If you’ve ever feigned fever to avoid a history exam, or coughed into the phone as you called in “sick” to work, you know that medical fakery is nothing new. But those are white lies compared with these four hoaxes, all of which fooled a great many people before being debunked.
(Article by Leah Samuel)
Talk show fallout
The 1980s were a booming time for talk shows. Attempting to outdo one another, hosts like Oprah Winfrey and Geraldo Rivera featured topics such ashuman sacrifice and white supremacists.
It was enough to make viewers swoon. And some did, during a live taping of Phil Donahue’s popular talk show on Jan. 21, 1985. That day’s show featured the controversial-for-its-time topic of gay senior citizens.
The first fainter was an audience member making a comment. After she fell to the ground, the show abruptly cut to commercial. Once back on the air, Donahue was trying to reassure his audience when there was a thud off camera. “We’ve lost another one,” he said.
In all, seven people dropped during the course of the live show. At the time, Donahue suggested that audience members were overcome by heat from studio lights, and possibly nervous at being on live TV.
But the incident turned out to be a prank by media hoaxer Alan Abel. His ad-hoc group, Fight Against Idiotic Neurotic Television (FAINT), organized the synchronized syncope to protest sensationalist media.
Premature aging
In the 1970s, hippies, health nuts, and researchers flocked to the Ecuadoran town of Vilcabamba, where many elderly residents claimed to be 110 or 120 years old, or even older. One researcher even wrote a book about the long-lived people of the village.
But it turns out that the elders were just continuing a local tradition of tacking five to 10 years to their age, starting at about age 70. Further complicating matters was the fact that people living in Vilcabamba were often named after dead relatives, whose names were listed in baptismal registries. Researchers used the registries to establish the ages of the villagers, since these were usually the only documents available in the remote town.

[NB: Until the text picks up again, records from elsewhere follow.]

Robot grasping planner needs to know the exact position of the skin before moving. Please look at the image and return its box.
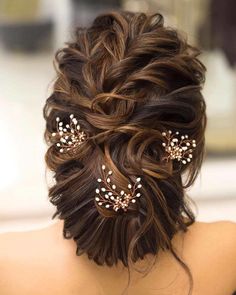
[0,221,236,295]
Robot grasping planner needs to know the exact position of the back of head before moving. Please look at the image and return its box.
[44,11,206,286]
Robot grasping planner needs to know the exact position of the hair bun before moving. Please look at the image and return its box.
[44,11,206,295]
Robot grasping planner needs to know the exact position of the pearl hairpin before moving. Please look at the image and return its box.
[95,165,142,211]
[162,130,196,164]
[52,114,86,153]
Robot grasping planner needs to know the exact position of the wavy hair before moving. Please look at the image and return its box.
[43,11,206,293]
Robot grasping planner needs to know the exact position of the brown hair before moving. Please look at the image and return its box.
[44,11,206,295]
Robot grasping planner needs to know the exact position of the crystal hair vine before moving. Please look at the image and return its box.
[162,130,196,164]
[52,114,87,153]
[48,114,196,215]
[95,165,142,211]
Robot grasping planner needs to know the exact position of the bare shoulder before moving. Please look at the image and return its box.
[184,220,236,294]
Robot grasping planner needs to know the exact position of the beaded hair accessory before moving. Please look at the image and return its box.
[52,114,196,211]
[95,165,142,211]
[52,114,87,153]
[162,130,196,164]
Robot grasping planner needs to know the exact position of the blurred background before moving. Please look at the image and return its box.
[0,0,236,232]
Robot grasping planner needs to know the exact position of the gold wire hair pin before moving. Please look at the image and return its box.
[162,130,196,164]
[95,165,142,211]
[52,114,87,153]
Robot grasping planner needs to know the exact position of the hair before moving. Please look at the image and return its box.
[43,11,206,292]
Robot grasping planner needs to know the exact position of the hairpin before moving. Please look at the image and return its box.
[95,165,142,211]
[52,114,86,153]
[162,130,196,164]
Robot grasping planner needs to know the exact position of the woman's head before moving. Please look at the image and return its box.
[44,11,206,284]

Scientists had discredited the whole thing by the 1980s, but people still travel to the town, hoping for a longer lease on life. Or at least a nice vacation.
Mind games
In 1969, Vincent Gigante began walking the streets of New York in a bathrobe, urinating on himself and babbling incoherently, behavior that earned him the nickname “The Oddfather.” Turns out, it was just an act to avoid conviction for murder and other crimes attributed to his mafia crime family.

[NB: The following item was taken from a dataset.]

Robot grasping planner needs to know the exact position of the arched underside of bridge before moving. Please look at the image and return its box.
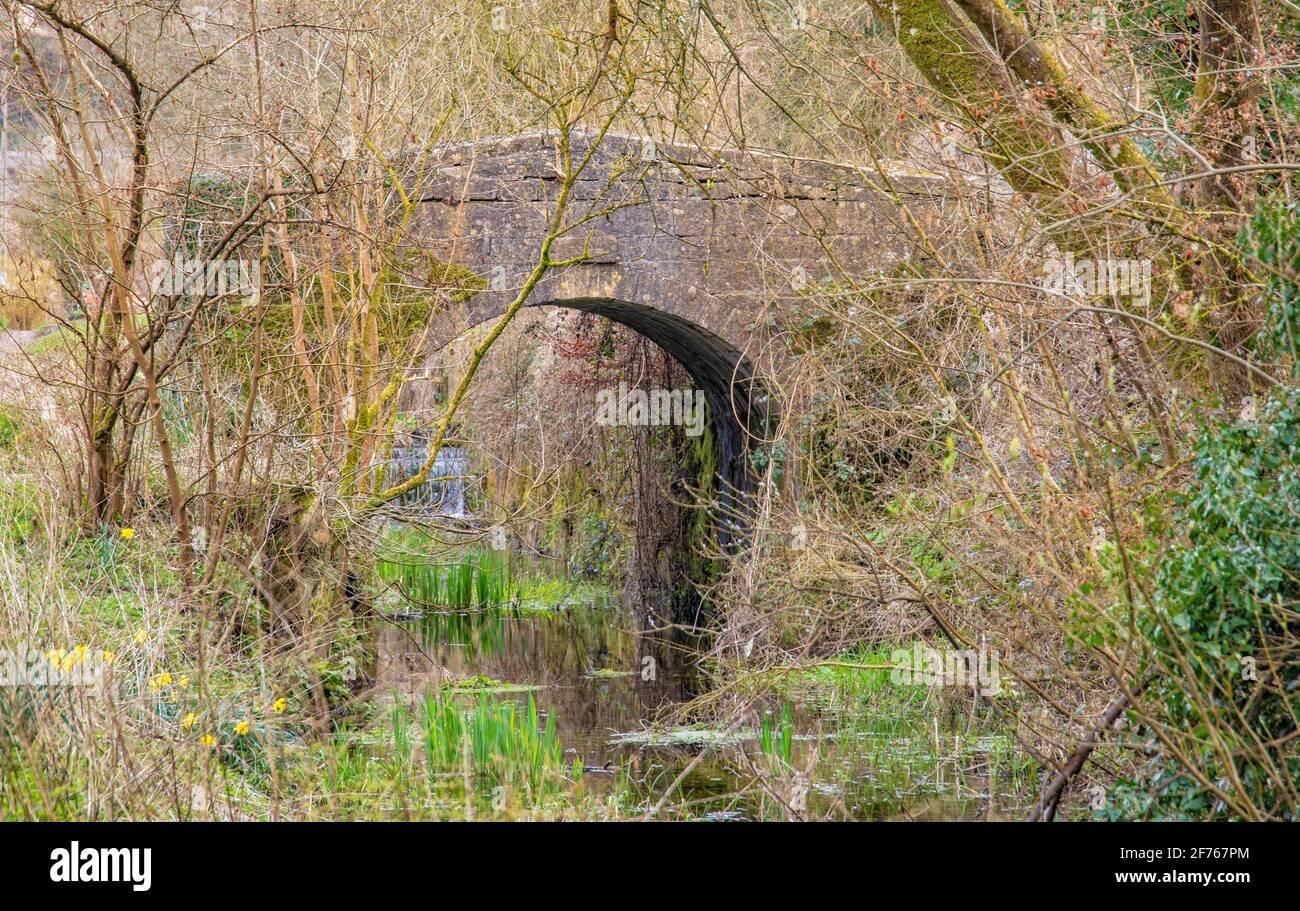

It worked for quite a while. While some suspected Gigante of faking it, others speculated that the former boxer had taken too many hits to the head. Psychiatrists diagnosed him with a number of mental illnesses, including bipolar disorder and schizophrenia. As a result, he avoided a bribery charge in 1973. In 1990, when he was indicted for racketeering, his acting job held off the trial for seven years while the court attempted to determine his mental state.

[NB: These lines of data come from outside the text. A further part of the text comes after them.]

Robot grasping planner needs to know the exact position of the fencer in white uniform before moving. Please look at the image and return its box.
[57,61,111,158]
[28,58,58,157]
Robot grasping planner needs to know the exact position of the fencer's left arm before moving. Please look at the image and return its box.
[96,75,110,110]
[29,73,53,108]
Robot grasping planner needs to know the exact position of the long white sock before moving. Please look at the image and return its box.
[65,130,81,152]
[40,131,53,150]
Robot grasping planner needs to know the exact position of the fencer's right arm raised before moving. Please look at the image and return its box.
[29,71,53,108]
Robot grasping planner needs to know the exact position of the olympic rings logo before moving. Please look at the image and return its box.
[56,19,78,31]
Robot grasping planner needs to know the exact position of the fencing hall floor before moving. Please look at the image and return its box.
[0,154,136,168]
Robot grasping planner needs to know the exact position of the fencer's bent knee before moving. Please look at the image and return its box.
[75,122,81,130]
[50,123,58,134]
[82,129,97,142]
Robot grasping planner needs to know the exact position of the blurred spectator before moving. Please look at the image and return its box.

Even after his 1997 conviction and imprisonment, Gigante continued his fakery. By mumbling to himself and stomping on imaginary cockroaches in his cell, among other antics, he managed to avoid confessing to crimes or testifying against others. Gigante finally admitted to the pretense in 2003, after prosecutors presented a taped conversation in which he talked about his phony insanity bit.
Bunnies in the oven
Mary Toft, an impoverished servant in 18th-century England, wanted to be rich and famous. So she set out to convince the world that she had given birth to rabbits.
The idea started with her miscarriage that was induced, Toft said, when she was frightened by a rabbit in the woods. This was an age when people believed that if a pregnant woman experienced a traumatic event, it could affect her child’s appearance. If she were kicked by a horse, for example, the baby might look like one. So, when Toft began producing rabbits, many found it sensational, but not entirely improbable.
Except it was. Toft performed her ruse by keeping an animal, most often a live bunny, in a hidden pocket of her dress. Then she would tuck the poor thing into her vagina and begin writhing and moaning in faked labor. At the right moment, usually when there was a witness, Toft pushed out the (sometimes dead) rabbit. She also did this with other animals and parts of animals.
The scam fell apart when suspicious doctors suggested performing exploratory surgery on Toft, which frightened her. Also, neighbors noticed that Toft’s husband had been buying an unusually high number of rabbits.